Daguet André · Nationalrat · 2004-05-06
Daguet André · Nationalrat · Bern · Sozialdemokratische Fraktion · 2004-05-06
Wortprotokoll
Ich möchte erstens einmal diese Minderheit I (Schibli) klar bekämpfen. Herr Schibli, es ist doch klar, dass Sie klagen und jammern, Sie hätten besondere Bedingungen und seien darauf angewiesen. Ich meine, das ist nichts Neues; das haben wir immer so gehört. Aber mit diesem Antrag der Minderheit I, meine ich, relativieren Sie doch den wichtigsten Ansatz, dass man die orts- und branchenüblichen Lohn- und Arbeitsbedingungen berücksichtigen muss. Das relativieren Sie mit diesem Hinweis auf die "Wettbewerbs- und Konkurrenzfähigkeit". Wenn Sie das so einführen, dann wird jede Branche und wird jeder Unternehmer geltend machen, dass er in einer so schwierigen Situation ist. Wir wissen auch aus den Lohnverhandlungen, was uns die Unternehmer sagen, wieso sie nichts mehr zusätzlich bezahlen können. In dem Sinne möchte ich die Minderheit I (Schibli) im Namen der SP-Fraktion klar bekämpfen.

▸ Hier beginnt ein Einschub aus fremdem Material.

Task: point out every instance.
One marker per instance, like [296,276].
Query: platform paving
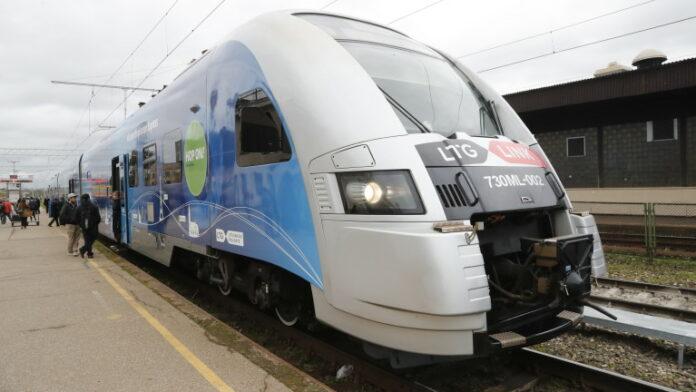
[68,324]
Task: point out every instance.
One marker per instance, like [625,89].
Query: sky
[89,41]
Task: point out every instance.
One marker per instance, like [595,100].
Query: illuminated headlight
[379,192]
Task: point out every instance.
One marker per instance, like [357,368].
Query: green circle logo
[195,157]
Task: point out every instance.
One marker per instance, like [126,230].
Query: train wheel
[288,313]
[226,274]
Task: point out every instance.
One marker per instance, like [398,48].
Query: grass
[662,270]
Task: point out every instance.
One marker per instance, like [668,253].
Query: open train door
[119,217]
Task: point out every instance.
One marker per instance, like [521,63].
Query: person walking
[24,212]
[53,211]
[6,211]
[69,218]
[34,206]
[3,216]
[89,217]
[116,215]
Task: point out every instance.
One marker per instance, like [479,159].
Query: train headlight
[389,192]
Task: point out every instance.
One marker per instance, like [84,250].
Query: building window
[261,138]
[662,130]
[133,169]
[172,158]
[575,146]
[150,165]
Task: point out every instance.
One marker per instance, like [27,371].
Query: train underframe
[535,278]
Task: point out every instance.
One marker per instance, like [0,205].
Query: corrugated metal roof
[670,76]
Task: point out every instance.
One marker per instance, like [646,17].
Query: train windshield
[425,91]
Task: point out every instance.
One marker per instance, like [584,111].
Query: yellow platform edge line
[190,357]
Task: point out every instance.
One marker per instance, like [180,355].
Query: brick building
[627,128]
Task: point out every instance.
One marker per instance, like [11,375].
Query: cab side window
[150,165]
[261,138]
[172,158]
[133,169]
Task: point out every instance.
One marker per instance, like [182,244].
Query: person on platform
[116,215]
[89,218]
[53,211]
[3,214]
[24,212]
[34,206]
[7,210]
[69,218]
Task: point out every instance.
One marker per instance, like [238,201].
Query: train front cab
[455,238]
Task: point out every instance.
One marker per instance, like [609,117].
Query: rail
[650,225]
[369,372]
[601,379]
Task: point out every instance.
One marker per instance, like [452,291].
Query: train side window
[133,169]
[150,165]
[261,138]
[575,146]
[172,158]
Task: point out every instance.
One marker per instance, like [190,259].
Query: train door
[119,218]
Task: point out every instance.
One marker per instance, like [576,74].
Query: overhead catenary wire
[142,41]
[166,56]
[77,147]
[574,24]
[94,93]
[415,12]
[599,41]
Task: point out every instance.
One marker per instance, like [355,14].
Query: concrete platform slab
[77,325]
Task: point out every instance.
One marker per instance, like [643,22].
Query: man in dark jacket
[69,218]
[89,219]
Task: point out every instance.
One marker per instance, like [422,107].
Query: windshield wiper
[403,111]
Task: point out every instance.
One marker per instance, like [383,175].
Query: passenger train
[336,169]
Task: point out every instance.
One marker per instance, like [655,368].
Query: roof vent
[649,58]
[612,68]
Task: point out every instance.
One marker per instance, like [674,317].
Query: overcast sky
[87,40]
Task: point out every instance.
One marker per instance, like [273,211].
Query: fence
[651,225]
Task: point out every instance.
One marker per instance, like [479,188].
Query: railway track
[653,299]
[532,366]
[638,239]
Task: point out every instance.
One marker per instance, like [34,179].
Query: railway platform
[76,324]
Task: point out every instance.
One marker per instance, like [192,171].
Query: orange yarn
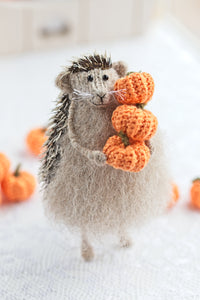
[132,158]
[4,165]
[195,193]
[18,186]
[175,195]
[35,140]
[137,123]
[134,88]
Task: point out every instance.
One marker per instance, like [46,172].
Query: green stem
[124,138]
[16,172]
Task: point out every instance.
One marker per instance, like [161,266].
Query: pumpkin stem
[124,138]
[140,105]
[196,179]
[16,172]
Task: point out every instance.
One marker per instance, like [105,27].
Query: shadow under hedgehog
[79,188]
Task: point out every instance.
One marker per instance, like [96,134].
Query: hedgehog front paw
[99,158]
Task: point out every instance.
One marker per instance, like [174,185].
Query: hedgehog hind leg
[87,252]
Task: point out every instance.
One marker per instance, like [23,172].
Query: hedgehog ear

Ich möchte insbesondere auf eines hinweisen: Wenn wir das volkswirtschaftlich betrachten, brauchen wir eine gute Regulierung. Die wichtigste Regulierung ist, dass wir kontrollierte Lohn- und Arbeitsbedingungen als Basis haben. Deshalb unterstützen wir ja diese Minderheit II (Marty Kälin), die das noch etwas ausgefeilter, also noch etwas spezifischer, haben will, indem sie auch die Gesamtarbeitsverträge erwähnt. Ich kann Ihnen sagen: Wenn Sie die Gewerbevertreter in diesem Land fragen, dann sind sie bei der heutigen wirtschaftlichen Öffnung sehr froh, dass man Verträge unter Sozialpartnern abschliessen kann, die für eine Branche Gültigkeit haben, die auch allgemein verbindlich erklärt werden können und worin Mindestlöhne verankert werden. Wenn Sie die Gewerbevertreter und auch die Gewerbeverbände in den verschiedenen Branchen fragen, sind sie sehr froh, dass wir diese Gesamtarbeitsverträge pushen. Ich nehme an, selbst Herr Triponez könnte mir vielleicht bestätigen, dass dies auch im Interesse des Gewerbes und im Interesse der Volkswirtschaft liegt.
In dem Sinne ist klar: Lehnen Sie den Antrag der Minderheit I (Schibli) ab, genehmigen Sie den Antrag der Minderheit II (Marty Kälin), auch mit dem Zusatz gemäss Absatz 2, wonach diese Bedingungen "auch bei Stellenwechsel und Verlängerung der Aufenthaltsbewilligung" gelten sollen.